245 In coming to these conclusions his Honour made no distinction between the data which produced the 22 images on exhibit AA and the data which produced the 3,154 images on exhibit BB.
246 In my opinion his Honour was obliged to ask himself whether the accused knew that the data reproduced on exhibit AA existed on the hard drive at the date of search and, if so, whether he knew how to retrieve them.
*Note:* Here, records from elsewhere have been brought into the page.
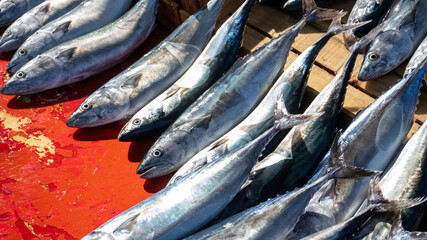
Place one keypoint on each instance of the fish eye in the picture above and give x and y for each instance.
(20, 74)
(22, 52)
(137, 121)
(157, 153)
(373, 56)
(86, 106)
Before he could find the appellant guilty of the possession of the 3,154 images reproduced on exhibit BB, his Honour was obliged to ask himself whether the appellant knew that the data existed on the hard drive at the relevant time and, if so, whether he knew how to retrieve them.
247 Unfortunately, although his Honour initially correctly directed himself that the Crown had to prove intentional possession, which in the present case involved proof that the appellant knew that the data were present and retrievable, those questions were never ultimately framed or answered. One reason for this may have been that during the debate that followed the close of the evidence the only reference made to possession concerned the establishment by the appellant of the statutory defences. So his Honour received no assistance on what the Crown had to prove to establish possession.
248 I would uphold this ground of appeal.